Porto Alegre ainda vive à beira do caos

Por Márcia Martins

As enchentes que transformaram o desenho da capital gaúcha, após o início assustador de um volume de chuvas nunca antes visto a partir do dia 29 de abril, completam dois meses no dia 3 de julho, próxima quarta-feira. E, nesse período, pouco ou quase nada foi feito pela Administração Municipal para que Porto Alegre retome, ainda que gradativamente, a mínima condição de dignidade para os seus moradores: os diretamente atingidos pelos alagamentos e os que tiveram prejuízos mínimos.

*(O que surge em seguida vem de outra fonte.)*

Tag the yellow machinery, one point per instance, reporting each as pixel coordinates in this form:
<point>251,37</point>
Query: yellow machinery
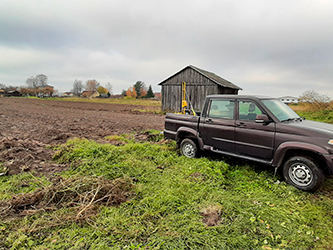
<point>184,102</point>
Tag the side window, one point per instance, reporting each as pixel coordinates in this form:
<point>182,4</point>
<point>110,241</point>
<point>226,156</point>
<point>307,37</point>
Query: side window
<point>221,109</point>
<point>248,111</point>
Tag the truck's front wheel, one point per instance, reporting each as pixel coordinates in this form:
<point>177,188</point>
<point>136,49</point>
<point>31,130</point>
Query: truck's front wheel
<point>188,148</point>
<point>303,173</point>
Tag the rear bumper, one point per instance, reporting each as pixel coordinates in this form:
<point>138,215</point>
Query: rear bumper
<point>329,163</point>
<point>170,134</point>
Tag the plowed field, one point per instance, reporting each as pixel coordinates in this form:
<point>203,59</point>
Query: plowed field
<point>28,126</point>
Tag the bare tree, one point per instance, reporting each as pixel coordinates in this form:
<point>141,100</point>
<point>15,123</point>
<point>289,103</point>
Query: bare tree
<point>41,80</point>
<point>314,100</point>
<point>92,86</point>
<point>139,87</point>
<point>109,88</point>
<point>33,84</point>
<point>77,87</point>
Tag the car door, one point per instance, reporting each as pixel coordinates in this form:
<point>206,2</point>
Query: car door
<point>253,139</point>
<point>217,127</point>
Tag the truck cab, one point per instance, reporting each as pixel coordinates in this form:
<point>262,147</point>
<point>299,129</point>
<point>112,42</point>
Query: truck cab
<point>261,129</point>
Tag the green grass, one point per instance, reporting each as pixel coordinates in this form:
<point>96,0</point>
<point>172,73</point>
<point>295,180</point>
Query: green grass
<point>321,115</point>
<point>172,194</point>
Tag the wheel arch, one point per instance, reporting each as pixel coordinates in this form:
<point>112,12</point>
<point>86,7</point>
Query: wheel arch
<point>189,133</point>
<point>288,150</point>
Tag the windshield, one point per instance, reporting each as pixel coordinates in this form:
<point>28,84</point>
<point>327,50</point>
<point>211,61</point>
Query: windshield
<point>280,110</point>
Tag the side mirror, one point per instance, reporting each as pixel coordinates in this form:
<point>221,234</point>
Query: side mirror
<point>262,119</point>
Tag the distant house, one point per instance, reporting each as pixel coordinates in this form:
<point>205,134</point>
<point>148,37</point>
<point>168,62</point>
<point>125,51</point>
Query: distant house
<point>103,96</point>
<point>67,94</point>
<point>90,94</point>
<point>199,84</point>
<point>12,93</point>
<point>158,96</point>
<point>289,99</point>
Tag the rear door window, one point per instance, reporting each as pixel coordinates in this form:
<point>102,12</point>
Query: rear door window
<point>221,109</point>
<point>248,111</point>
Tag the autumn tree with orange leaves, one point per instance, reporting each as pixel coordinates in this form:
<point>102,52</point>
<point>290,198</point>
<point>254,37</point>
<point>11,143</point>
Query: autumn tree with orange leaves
<point>131,92</point>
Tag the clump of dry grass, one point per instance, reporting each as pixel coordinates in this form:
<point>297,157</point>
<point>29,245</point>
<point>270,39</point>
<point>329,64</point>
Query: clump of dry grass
<point>81,195</point>
<point>212,215</point>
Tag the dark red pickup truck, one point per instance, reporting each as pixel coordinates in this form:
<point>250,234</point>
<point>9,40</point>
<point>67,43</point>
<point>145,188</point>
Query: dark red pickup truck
<point>260,129</point>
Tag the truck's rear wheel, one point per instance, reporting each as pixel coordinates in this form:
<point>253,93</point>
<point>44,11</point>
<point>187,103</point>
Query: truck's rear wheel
<point>303,173</point>
<point>188,148</point>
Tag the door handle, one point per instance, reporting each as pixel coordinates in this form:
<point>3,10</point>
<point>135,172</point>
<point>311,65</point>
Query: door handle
<point>240,124</point>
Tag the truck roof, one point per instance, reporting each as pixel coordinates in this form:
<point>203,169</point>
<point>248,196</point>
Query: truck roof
<point>254,97</point>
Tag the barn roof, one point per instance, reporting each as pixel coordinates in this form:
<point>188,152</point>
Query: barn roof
<point>215,78</point>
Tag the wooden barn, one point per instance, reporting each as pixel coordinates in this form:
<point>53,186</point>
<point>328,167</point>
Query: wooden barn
<point>199,84</point>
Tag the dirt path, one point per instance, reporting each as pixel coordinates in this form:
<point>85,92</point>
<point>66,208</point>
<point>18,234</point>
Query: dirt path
<point>27,126</point>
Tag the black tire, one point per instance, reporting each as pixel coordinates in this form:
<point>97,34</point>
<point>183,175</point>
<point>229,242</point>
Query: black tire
<point>303,173</point>
<point>188,148</point>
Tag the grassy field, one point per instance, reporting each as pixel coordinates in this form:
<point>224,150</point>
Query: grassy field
<point>170,202</point>
<point>132,101</point>
<point>144,195</point>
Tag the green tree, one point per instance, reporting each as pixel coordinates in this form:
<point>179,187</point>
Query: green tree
<point>102,90</point>
<point>139,86</point>
<point>150,93</point>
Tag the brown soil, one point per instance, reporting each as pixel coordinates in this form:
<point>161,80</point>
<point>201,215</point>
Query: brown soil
<point>29,126</point>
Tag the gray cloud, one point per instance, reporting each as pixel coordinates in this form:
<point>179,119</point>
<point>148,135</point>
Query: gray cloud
<point>266,47</point>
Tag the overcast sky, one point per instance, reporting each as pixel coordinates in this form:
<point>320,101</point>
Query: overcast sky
<point>266,47</point>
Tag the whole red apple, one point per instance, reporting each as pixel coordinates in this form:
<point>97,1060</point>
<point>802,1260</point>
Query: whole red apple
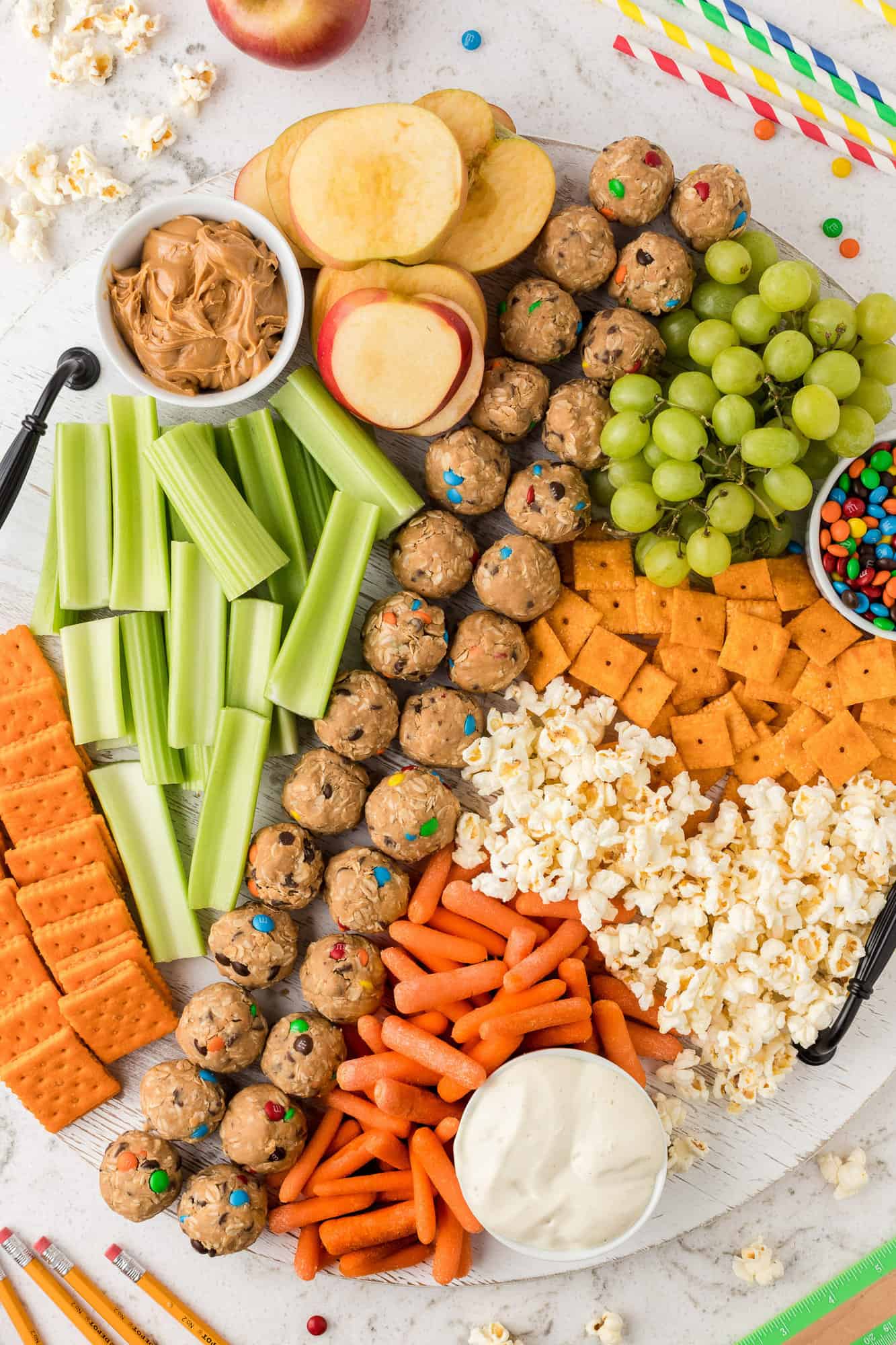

Não sei se é falta de planejamento (até parece), atestado total de incompetência ou a incapacidade de perceber o tamanho do desastre. 

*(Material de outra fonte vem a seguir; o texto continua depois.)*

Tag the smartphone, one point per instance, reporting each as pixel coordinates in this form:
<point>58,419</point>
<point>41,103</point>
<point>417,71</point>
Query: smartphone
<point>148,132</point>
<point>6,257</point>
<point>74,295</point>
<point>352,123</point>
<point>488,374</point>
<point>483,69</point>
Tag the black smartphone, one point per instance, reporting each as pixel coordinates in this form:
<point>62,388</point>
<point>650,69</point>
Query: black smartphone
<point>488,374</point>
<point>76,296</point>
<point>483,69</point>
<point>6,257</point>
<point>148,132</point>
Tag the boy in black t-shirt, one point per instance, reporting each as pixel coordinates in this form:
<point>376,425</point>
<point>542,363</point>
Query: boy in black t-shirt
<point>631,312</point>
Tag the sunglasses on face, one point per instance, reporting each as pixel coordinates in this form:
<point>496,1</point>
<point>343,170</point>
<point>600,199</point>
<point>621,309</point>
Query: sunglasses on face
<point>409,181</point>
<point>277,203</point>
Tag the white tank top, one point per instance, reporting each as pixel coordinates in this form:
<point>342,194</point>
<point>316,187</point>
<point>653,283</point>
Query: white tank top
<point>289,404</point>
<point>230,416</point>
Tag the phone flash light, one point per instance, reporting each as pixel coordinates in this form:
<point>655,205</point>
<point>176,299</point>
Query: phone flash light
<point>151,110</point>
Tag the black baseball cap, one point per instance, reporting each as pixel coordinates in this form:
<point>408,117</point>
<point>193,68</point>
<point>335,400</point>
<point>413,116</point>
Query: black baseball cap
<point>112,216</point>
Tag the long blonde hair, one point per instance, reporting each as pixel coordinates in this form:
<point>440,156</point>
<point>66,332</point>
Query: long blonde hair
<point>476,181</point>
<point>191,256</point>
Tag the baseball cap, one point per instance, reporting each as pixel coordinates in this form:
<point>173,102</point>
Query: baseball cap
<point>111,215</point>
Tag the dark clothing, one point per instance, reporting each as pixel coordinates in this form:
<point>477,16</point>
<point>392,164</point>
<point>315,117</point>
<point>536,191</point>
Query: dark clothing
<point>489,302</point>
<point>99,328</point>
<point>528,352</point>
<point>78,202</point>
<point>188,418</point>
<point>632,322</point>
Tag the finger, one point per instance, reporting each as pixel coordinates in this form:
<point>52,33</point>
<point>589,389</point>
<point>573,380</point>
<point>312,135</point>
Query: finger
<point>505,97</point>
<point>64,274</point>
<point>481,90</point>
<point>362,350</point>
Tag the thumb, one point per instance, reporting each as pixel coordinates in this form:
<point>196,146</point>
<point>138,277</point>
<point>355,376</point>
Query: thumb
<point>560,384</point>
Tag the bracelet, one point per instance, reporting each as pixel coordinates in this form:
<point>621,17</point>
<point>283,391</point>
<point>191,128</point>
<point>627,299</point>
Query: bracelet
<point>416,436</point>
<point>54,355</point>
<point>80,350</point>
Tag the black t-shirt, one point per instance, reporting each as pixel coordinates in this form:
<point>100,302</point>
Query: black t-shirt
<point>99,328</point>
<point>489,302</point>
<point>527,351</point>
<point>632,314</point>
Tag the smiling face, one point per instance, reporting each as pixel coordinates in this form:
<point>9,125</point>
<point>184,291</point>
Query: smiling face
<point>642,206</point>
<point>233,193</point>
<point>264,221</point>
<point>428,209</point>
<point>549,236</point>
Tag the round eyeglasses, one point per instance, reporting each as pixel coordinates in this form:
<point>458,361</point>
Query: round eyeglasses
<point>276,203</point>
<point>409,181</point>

O fato é que Porto Alegre ainda vive à beira do caos. É só sair um pouco do nosso casulo e perambular pelos bairros mais afetados. Muita árvore caída, lixo acumulado resultado de uma coleta totalmente irregular, fios de energia elétrica soltos dos postes, móveis detonados e eletrodomésticos danificados jogados nas esquinas. Sem falar no cheiro insuportável que impregnou as ruas da cidade, que já foi alegre, na lama ainda acumulada nas praças, parques e demais espaços de lazer. E nas famílias que se acomodaram embaixo de lonas ou barracas para não ficar tão longe de suas moradas pelo medo de roubos.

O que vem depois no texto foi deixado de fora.